Glauco Mattoso lançou no dia 15 de dezembro do ano passado, em edição bem cuidada e graficamente bonita da Editora Patuá, o livro GRAPHOPHOBIA

Com exceção de ECLOGA DESIDYLLICA que saiu na revista virtual TEXTO POÉTICO (v. 13, nº 22, p 5-6, Jan/Jun – 2017) todas as demais poesias são inéditas.

Logo no início do livro nos deparamos com a força criativa do poeta. Os “títulos” do primeiro ciclo de poemas são metrificados e dão voz a um narrador onisciente. 

Nas CHARTAS ENTRE UM JOVEN E UM VELHO BARDO temos sonetos ingleses virados de ponta cabeça com 16 versos, umas das formas dos ”dissonnettos” glauquianos (sonetos com estrofes alteradas e acréscimo de dois ou mais versos). O mesmo alto grau de invenção e irreverência que apresenta nesse ciclo está presente em toda a obra.

Ao adotar a estrutura narrativa de carta, com saudação e despedida abrindo e fechando todos os poemas do referido ciclo, certamente criou para si uma dificuldade extra à composição dos mesmos, porém, como de costume, Glauco a superou com maestria.

O poeta constrói suas próprias formas fixas de modo análogo ao que fez Paulo Henriques Britto em NENHUM MISTÉRIO. Outro elemento formal que aproxima esses autores e livros é o largo uso de redondilhas e “enjambements”.
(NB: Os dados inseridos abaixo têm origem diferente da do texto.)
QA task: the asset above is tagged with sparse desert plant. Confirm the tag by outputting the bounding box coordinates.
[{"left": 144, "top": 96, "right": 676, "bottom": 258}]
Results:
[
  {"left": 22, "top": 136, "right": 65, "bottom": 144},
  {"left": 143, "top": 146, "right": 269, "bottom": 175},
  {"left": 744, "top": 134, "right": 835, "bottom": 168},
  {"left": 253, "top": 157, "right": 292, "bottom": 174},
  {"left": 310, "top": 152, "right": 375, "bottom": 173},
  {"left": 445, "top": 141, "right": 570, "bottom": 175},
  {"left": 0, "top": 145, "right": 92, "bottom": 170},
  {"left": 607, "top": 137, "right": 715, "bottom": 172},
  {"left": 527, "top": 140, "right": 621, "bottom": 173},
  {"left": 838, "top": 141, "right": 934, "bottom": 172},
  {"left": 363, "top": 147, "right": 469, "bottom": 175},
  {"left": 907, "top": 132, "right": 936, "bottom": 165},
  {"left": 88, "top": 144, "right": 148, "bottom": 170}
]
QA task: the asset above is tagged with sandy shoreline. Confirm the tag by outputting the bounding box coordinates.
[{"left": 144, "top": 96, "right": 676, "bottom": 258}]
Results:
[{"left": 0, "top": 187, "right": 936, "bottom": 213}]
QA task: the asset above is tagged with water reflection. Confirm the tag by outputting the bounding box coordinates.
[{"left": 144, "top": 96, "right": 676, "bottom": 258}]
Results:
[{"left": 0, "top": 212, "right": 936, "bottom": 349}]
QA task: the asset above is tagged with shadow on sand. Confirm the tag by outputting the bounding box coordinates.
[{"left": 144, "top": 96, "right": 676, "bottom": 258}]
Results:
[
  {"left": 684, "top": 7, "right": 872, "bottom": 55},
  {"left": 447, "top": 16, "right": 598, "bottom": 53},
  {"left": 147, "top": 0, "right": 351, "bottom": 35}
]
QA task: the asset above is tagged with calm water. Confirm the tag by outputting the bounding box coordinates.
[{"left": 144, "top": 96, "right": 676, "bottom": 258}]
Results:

Aliás, cabe destacar que foi a partir de uma troca de ideias com Britto que Glauco começou a experimentar com a forma dos sonetos e concebeu o esquema de rimas palindrômico que utiliza em DÉCIMA DO ACRÉSCIMO AO SEGUNDO TEMPO, uma variação menos complexa, mas não menos sofisticada, da distribuição das rimas na série PITTACOS DO ANTHROPOPITHECO (segundo ciclo de poemas do livro).

O livro entrega a filiação milloriana de Glauco em PÉ CHATO DE GALHOCHA, no qual parte de uma expressão popular para, trocadilhando, ampliar-lhe o sentido, além de incluir versos que brincam com o sentido das palavras: “Então, sua botina/ apponctando, banca bota/ quando ordena uma faxina// ‘Anda, lustra a bota fina (…) “

Na mesma linha há PORTENHO PORTUNHOL PORNÔ, criativo e divertidíssimo poema. A excelente peça construída com falsos cognatos e estrutura sintática das línguas portuguesa e espanhola ecoa o mestre de “ah, essa falsa cultura!”.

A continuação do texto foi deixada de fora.